Arellano was disappointed about how she and others were treated by some of the people at the rally. But one of her concerns might have been due to her not knowing protesters had planned to stay on the sidewalk.

“When I got here, I was told by a white woman that this was their land and I got the sidewalk,” Arellano said. “That wasn’t appreciated by me because I was born and raised in Walla Walla. I am a citizen of America. So I didn’t appreciate being told that because I am physically brown, I don’t get to stand on the same land as they do.”

Siblings Thomas and Izabelle Brashear-Simmons joined the protest against Smalls’ tattoo in hopes of talking to people from both sides.

Thomas Brashear-Simmons played music out of his car while talking to people who would come up to him.

“I’m here mostly because I believe in the unification of music,” he said. “Instead of being angry, we can come together and dance a little bit. I have the music going on so we can get our point across in a calm manner. That way, once you get people listening in calmly, you can (talk to them).”

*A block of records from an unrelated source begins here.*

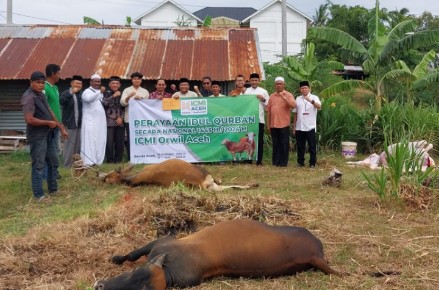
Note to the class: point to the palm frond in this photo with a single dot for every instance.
(402, 28)
(345, 86)
(400, 75)
(400, 64)
(423, 67)
(338, 37)
(427, 80)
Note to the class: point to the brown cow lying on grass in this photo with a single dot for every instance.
(170, 172)
(238, 248)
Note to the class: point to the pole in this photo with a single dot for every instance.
(9, 12)
(284, 28)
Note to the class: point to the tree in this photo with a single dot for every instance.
(182, 21)
(322, 14)
(384, 48)
(307, 67)
(422, 76)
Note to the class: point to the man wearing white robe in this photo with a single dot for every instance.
(94, 124)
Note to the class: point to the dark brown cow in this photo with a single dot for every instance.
(238, 248)
(170, 172)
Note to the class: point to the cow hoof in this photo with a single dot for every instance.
(118, 260)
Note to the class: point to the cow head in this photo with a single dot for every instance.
(225, 141)
(116, 176)
(148, 277)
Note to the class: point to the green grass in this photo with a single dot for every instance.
(66, 244)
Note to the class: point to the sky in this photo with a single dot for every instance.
(116, 11)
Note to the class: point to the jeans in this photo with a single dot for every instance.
(43, 151)
(127, 129)
(115, 144)
(303, 137)
(281, 145)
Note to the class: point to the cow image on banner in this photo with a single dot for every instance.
(195, 132)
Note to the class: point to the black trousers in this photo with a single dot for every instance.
(281, 143)
(303, 137)
(115, 144)
(127, 129)
(260, 143)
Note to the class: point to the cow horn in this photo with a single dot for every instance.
(158, 260)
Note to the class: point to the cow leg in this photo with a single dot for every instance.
(322, 265)
(136, 254)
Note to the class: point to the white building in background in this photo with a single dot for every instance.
(268, 21)
(166, 14)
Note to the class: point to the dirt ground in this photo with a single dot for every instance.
(360, 235)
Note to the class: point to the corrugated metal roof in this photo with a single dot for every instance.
(169, 53)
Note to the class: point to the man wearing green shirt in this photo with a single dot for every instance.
(53, 72)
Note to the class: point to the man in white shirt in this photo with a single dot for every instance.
(136, 92)
(94, 123)
(263, 97)
(216, 90)
(184, 90)
(305, 124)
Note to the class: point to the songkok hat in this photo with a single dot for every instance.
(77, 78)
(254, 76)
(279, 79)
(37, 76)
(95, 76)
(184, 80)
(303, 84)
(136, 75)
(114, 78)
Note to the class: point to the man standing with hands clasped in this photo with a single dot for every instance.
(278, 120)
(40, 132)
(94, 123)
(305, 123)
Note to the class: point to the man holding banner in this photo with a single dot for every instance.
(279, 118)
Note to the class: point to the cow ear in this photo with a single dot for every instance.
(158, 260)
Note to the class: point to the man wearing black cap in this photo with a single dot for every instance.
(71, 105)
(206, 89)
(184, 90)
(216, 89)
(305, 124)
(115, 126)
(41, 123)
(263, 97)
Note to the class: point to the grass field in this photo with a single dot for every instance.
(65, 244)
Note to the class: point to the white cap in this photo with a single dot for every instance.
(279, 79)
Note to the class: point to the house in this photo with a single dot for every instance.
(167, 14)
(168, 53)
(268, 22)
(226, 15)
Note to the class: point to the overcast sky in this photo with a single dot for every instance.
(115, 11)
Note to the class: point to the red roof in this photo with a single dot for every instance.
(169, 53)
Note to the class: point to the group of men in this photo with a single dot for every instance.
(94, 122)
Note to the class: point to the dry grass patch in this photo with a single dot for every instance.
(360, 233)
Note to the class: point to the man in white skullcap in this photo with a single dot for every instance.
(278, 121)
(94, 123)
(305, 124)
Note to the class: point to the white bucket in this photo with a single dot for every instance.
(348, 149)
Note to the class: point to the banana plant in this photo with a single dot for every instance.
(384, 49)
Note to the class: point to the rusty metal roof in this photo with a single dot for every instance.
(169, 53)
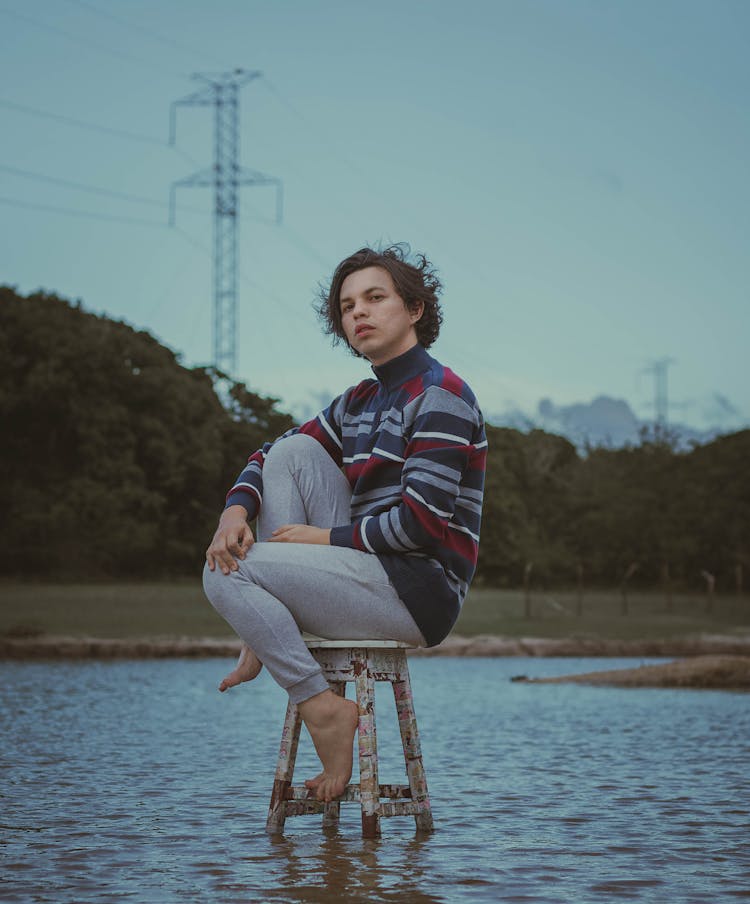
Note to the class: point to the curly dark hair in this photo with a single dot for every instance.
(414, 282)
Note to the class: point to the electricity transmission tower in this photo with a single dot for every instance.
(226, 176)
(658, 368)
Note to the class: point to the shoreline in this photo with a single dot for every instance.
(65, 647)
(731, 673)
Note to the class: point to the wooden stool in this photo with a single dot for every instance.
(364, 662)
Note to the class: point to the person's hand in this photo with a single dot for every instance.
(231, 541)
(302, 533)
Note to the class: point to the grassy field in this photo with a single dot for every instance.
(179, 609)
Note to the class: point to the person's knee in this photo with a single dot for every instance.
(219, 588)
(291, 453)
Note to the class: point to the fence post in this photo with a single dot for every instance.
(710, 584)
(632, 568)
(527, 589)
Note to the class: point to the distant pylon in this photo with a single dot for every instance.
(658, 368)
(225, 176)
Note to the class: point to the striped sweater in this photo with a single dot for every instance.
(413, 447)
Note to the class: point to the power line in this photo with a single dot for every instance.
(82, 124)
(85, 42)
(92, 189)
(69, 211)
(139, 29)
(96, 127)
(221, 91)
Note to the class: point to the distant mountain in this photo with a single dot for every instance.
(603, 422)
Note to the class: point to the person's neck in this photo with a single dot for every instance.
(399, 369)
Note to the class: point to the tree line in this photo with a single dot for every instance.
(115, 460)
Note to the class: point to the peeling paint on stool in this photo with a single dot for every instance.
(364, 662)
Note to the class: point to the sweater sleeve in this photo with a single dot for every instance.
(442, 482)
(247, 490)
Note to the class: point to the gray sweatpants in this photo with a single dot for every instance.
(281, 589)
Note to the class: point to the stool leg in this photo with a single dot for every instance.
(332, 810)
(369, 788)
(407, 723)
(284, 770)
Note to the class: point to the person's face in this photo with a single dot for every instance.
(374, 317)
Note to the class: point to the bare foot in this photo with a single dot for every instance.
(332, 723)
(248, 666)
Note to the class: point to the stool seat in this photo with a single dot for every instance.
(363, 662)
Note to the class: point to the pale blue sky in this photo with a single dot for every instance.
(577, 171)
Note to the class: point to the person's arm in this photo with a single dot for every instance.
(231, 541)
(441, 484)
(247, 490)
(233, 537)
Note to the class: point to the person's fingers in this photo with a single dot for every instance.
(233, 542)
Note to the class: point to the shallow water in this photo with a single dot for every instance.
(137, 781)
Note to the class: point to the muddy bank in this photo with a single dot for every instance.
(708, 672)
(48, 646)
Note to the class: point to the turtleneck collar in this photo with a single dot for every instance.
(398, 370)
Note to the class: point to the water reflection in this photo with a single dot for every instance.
(138, 780)
(330, 866)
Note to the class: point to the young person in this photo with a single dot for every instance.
(368, 515)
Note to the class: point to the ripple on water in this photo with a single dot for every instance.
(136, 781)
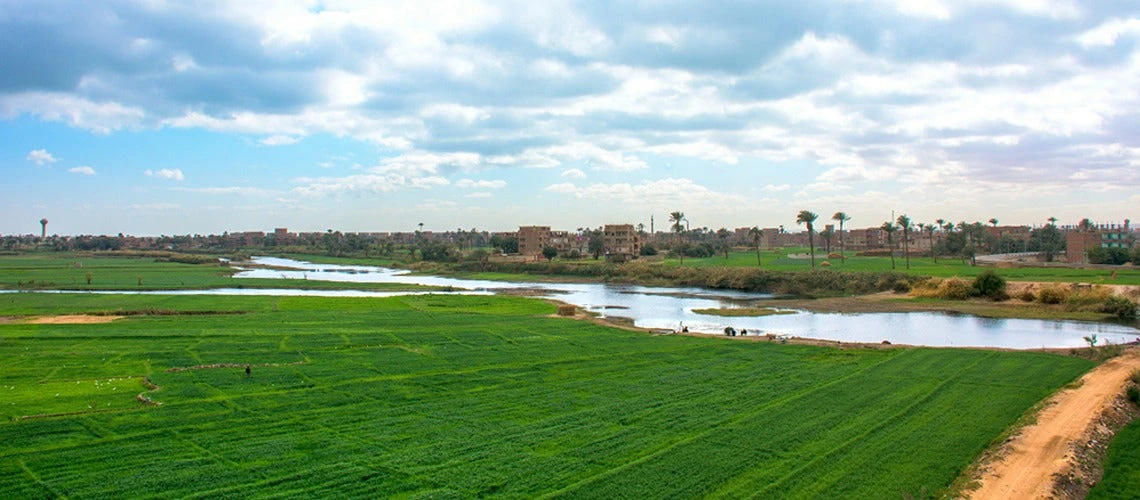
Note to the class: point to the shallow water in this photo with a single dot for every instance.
(673, 308)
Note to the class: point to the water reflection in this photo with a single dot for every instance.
(669, 308)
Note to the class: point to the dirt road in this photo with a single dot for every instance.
(1041, 450)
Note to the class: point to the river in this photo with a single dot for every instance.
(670, 308)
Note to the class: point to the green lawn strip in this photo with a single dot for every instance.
(482, 395)
(1122, 467)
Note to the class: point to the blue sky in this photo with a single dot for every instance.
(157, 116)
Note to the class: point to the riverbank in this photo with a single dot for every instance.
(895, 302)
(1029, 464)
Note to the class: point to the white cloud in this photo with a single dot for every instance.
(364, 183)
(664, 193)
(467, 183)
(97, 116)
(155, 206)
(856, 173)
(40, 157)
(573, 173)
(83, 170)
(279, 140)
(243, 190)
(165, 173)
(1107, 33)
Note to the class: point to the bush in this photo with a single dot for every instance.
(1120, 306)
(1053, 294)
(954, 289)
(1113, 256)
(988, 284)
(1091, 300)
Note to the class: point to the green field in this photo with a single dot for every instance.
(1122, 468)
(70, 271)
(470, 396)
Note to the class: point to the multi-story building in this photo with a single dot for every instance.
(620, 242)
(532, 239)
(1018, 232)
(864, 239)
(1077, 243)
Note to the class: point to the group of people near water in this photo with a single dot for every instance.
(732, 332)
(727, 330)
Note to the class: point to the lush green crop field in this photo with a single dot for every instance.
(1122, 469)
(70, 271)
(478, 395)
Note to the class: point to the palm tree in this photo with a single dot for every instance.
(889, 228)
(841, 216)
(929, 229)
(756, 234)
(676, 218)
(808, 218)
(904, 222)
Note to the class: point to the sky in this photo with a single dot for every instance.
(171, 117)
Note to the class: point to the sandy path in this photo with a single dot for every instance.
(1040, 450)
(73, 319)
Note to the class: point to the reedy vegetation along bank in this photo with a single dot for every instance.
(807, 284)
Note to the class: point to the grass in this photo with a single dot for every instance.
(1122, 468)
(71, 271)
(478, 395)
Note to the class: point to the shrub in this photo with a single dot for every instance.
(988, 284)
(1053, 294)
(1120, 306)
(954, 289)
(1088, 300)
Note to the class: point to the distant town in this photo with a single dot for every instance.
(1085, 242)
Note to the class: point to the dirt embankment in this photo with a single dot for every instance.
(1048, 450)
(73, 319)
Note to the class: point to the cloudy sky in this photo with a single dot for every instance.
(155, 116)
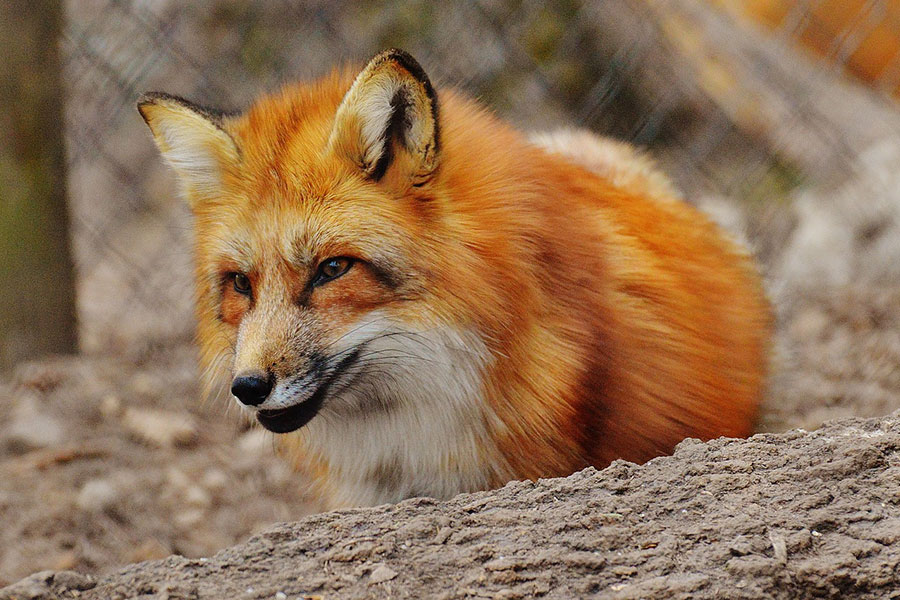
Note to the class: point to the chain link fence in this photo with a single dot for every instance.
(729, 100)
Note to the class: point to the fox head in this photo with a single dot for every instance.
(319, 214)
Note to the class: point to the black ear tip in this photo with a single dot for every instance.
(405, 60)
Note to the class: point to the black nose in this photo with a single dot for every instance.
(251, 388)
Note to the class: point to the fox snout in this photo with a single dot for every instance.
(252, 387)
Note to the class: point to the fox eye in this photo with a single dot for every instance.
(241, 283)
(332, 268)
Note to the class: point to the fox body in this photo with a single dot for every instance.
(425, 302)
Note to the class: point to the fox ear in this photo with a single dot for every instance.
(193, 141)
(389, 115)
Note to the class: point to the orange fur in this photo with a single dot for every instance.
(863, 36)
(617, 320)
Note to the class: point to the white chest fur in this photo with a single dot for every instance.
(413, 422)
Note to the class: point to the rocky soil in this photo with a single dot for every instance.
(795, 515)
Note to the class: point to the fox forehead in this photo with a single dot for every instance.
(302, 234)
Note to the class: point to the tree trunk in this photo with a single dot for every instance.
(37, 312)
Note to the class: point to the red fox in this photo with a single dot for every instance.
(425, 302)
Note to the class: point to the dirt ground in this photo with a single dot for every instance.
(794, 515)
(106, 461)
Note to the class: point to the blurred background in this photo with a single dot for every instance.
(779, 117)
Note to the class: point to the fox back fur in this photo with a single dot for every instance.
(422, 301)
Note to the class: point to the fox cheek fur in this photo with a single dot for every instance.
(432, 303)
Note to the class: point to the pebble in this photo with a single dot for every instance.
(97, 495)
(160, 428)
(381, 574)
(32, 427)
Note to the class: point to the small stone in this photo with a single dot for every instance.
(381, 574)
(189, 518)
(97, 495)
(159, 427)
(151, 549)
(32, 427)
(110, 406)
(33, 587)
(72, 580)
(198, 497)
(65, 561)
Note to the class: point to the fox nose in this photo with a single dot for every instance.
(251, 388)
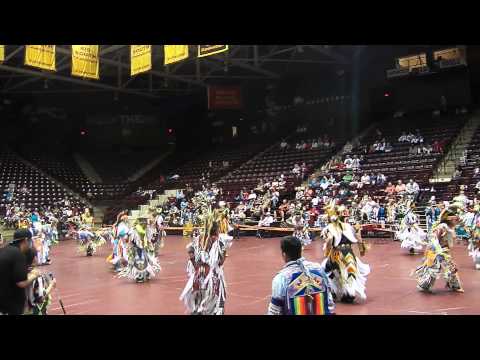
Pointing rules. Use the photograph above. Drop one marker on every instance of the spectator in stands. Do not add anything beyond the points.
(412, 189)
(476, 172)
(296, 170)
(348, 147)
(390, 189)
(403, 137)
(457, 174)
(356, 163)
(381, 179)
(365, 179)
(348, 162)
(400, 188)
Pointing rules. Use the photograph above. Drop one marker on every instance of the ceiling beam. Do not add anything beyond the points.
(127, 66)
(330, 53)
(53, 76)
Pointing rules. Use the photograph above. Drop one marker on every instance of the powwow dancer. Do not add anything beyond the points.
(411, 234)
(142, 263)
(348, 273)
(161, 233)
(301, 287)
(205, 292)
(300, 228)
(89, 241)
(438, 260)
(121, 231)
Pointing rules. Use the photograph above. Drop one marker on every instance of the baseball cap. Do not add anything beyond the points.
(21, 234)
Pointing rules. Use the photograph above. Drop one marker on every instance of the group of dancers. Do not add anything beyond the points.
(136, 246)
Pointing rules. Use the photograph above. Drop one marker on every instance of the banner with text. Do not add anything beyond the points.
(207, 50)
(174, 53)
(85, 61)
(40, 56)
(140, 58)
(224, 97)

Meanwhile, his sister roamed the crowd talking to people.

“I had been standing alone at the plaza downtown for three hours,” Izabelle Brashear-Simmons said. “My intention was to come here and have civil conversation with people. I had civil conversations with people at the plaza, with people asking me why I was protesting. So I thought I’d come here and have the same kind of conversation … Our end goal is reforming the structure of law enforcement to be equal when addressing all people because there has been systematic racism.”